Jenny menaikkan sedikit sudut bibirnya, lalu dia menegakkan tubuhnya, sedikit memutar wajahnya mengamati seluruh bangunan bergaya eropa kuno bercat putih gading yang tampak begitu memanjakan mata, mengelilingi teman tengah ini, namun matanya tiba-tiba berhenti memperhatikan sosok yang berdiri melihatnya di sudut gedung tua itu, dia membesarkan matanya, mencoba untuk sekali lagi melihat lebih jelas, namun pria di sana bergeming, memandangnya sambil memengang minumannya. Pria dengan wajah yang tak mungkin dilupakan oleh Jenny, Jonathan?
"Ada apa?" tanya Anxel yang melihat Jenny sesaat terpaku.
Jenny yang mendengar suara Anxel segera sadar, dia lalu dengan gugup menatap Anxel, Anxel segera melihat ke arah yang Jenny lihat, tidak melihat siapa pun karena Jonathan sudah masuk ke dalam gedung.
"Tidak, tidak apa-apa," kata Jenny, bersamaan dengan itu, pelayan membawakan pesanan Jenny, Jenny tersenyum memberikan terima kasihnya pada pelayan itu, namun setelah itu dia kembali melihat tempat Jonathan tadi berdiri, apakah itu benar-benar dia?
Anxel sekali lagi melihat ke arah mata Jenny menatap, sekali lagi kosong tanpa bisa menemukan apa-apa, Jenny yang melihat Anxel menatapnya curiga langsung segera memulai makannya, mungkin itu hanya perasaannya saja.
"Akan ada pesta topeng di salah satu kediaman temanku, aku rasa kau juga mengenalnya, Chintia," kata Anxel yang segera berbicara saat melihat Jenny meletakkan garpunya secara menyerong, menandakan dia sudah selesai makan.

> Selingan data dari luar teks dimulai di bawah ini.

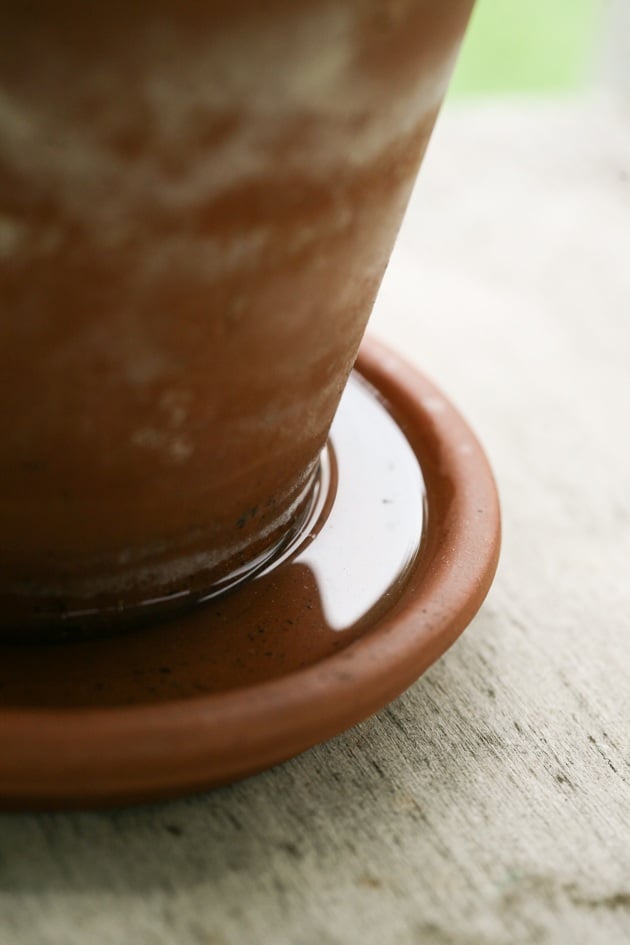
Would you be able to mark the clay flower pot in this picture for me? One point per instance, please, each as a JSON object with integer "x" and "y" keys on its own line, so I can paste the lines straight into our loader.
{"x": 197, "y": 204}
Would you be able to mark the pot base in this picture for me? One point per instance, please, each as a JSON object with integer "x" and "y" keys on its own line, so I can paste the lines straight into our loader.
{"x": 400, "y": 549}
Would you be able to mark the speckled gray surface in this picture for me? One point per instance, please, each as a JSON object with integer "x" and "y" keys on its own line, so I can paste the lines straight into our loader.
{"x": 491, "y": 803}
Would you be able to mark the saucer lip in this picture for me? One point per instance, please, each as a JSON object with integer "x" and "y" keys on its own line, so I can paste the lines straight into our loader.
{"x": 114, "y": 755}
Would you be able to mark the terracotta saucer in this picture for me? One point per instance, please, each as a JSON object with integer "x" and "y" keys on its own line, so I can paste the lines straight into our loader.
{"x": 396, "y": 558}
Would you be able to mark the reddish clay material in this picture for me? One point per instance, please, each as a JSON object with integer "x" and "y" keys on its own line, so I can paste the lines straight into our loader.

"Chintia? Tentu aku kenal, dia sepupuku," kata Jennya meminum minumannya.
"Ya, kau ingin datang? aku belum punya pasangan untuk datang ke sana," kata Anxel mengajukan permintaannya, Jenny mengerutkan dahinya menatap sosok pria di depannya ini.
"Kau memintaku datang bersamamu?" tanya Jenny lagi.
"Ya, seperti itulah, ayahku dan pamanmu akan senang melihat hal itu," kata Anxel jujur saja apa tujuannya mengajak Jenny, hatinya belum sepenuhnya tertarik dengan wanita di depannya ini.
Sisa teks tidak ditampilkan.